2º Batalhão Ambiental resgata aves que eram mantidas em cativeiro e cães com sinais de maus-tratos em Cafelândia

Na mesma data, em Birigui, um homem foi autuado pela caça e venda de macaco-prego

A Polícia Militar Ambiental deflagrou, nesta quarta-feira (24), operação para o cumprimento de mandados de busca e apreensão contra investigados pelo crime de caça de animais silvestres. As ordens judiciais foram cumpridas nas cidades de Cafelândia e Birigui, no interior do Estado, resultando no resgate de duas aves e cães, bem como na apreensão de materiais utilizados na prática ilícita. Um homem, ainda não localizado, foi autuado pela captura e venda de macaco-prego.

Os trabalhos em campo foram realizados por equipes do 2º Batalhão de Polícia Ambiental (BPAmb). Em um dos imóveis, na avenida Manuel Lopes, em Cafelândia, os PMs apreenderam 17,5 quilos de carne de capivara misturada com carne bovina, um chifre de veado, 27 medicamentos de uso veterinário, dois sacos de veneno, 11 seringas, rede de caça, duas armadilhas, duas fisgas de ferro, três facas e dois rádios comunicadores.

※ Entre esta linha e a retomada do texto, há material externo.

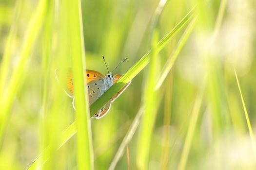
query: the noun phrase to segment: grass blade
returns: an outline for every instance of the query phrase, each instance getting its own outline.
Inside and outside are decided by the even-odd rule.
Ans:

No local, também foi encontrado um canil contendo seis cães com sinais de maus-tratos. Eles estavam feridos, sem água e comida e em um ambiente insalubre. Todos os animais foram recolhidos pelo setor de zoonoses do município.

Outro mandado foi cumprido na mesma cidade, em uma casa na rua Pedro Raimundo de Oliveira. No local, foram recolhidos cinco quilos de carne de jacaré e paca, laços artesanais, um dichavador, papeis de seda, dois celulares e R$ 462,25. No imóvel também foram encontradas e apreendidas duas aves mantidas em cativeiro.

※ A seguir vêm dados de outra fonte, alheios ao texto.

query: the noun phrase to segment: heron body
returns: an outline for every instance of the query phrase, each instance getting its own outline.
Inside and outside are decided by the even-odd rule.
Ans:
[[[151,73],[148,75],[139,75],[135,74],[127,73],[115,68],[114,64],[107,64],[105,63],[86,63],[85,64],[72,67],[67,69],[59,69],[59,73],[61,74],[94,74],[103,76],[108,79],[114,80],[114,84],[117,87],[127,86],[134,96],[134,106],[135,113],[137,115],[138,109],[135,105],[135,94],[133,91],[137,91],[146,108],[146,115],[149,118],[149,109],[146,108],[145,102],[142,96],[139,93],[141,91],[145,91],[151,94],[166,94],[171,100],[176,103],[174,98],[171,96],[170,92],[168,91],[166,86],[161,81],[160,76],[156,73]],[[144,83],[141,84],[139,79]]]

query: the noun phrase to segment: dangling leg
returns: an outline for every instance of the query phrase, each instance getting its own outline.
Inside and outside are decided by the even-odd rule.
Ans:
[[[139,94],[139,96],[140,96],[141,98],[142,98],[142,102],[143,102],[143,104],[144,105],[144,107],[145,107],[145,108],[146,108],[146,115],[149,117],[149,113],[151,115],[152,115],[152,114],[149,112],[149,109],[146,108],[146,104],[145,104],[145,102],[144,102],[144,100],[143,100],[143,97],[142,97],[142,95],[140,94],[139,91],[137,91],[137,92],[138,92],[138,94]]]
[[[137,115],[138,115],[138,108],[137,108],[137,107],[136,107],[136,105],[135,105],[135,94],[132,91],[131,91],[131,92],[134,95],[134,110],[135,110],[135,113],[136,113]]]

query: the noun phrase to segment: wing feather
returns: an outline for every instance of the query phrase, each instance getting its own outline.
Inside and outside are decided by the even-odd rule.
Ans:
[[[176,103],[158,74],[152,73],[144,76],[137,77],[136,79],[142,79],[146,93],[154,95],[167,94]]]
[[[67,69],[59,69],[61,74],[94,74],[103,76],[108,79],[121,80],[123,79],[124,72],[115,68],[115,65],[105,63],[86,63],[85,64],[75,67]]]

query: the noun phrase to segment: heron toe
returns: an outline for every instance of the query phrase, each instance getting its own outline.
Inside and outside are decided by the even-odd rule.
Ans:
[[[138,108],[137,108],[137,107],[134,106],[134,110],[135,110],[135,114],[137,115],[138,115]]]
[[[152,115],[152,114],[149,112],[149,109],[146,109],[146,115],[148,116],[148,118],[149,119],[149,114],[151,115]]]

A terceira ordem judicial foi cumprida em Birigui, contra um homem responsável pela caça e venda de macaco-prego. Ele não foi localizado no endereço, assim como também não foram encontrados animais no local.

Contudo, sua identificação e autuação foi possível de ser realizada por meio de provas colhidas nas redes sociais. Em um dos anúncios do suspeito, ele mostra um macaco-prego capturado e levado para São Paulo. Em um áudio, ele fala que lixa os dentes do animal para que não machuque as pessoas.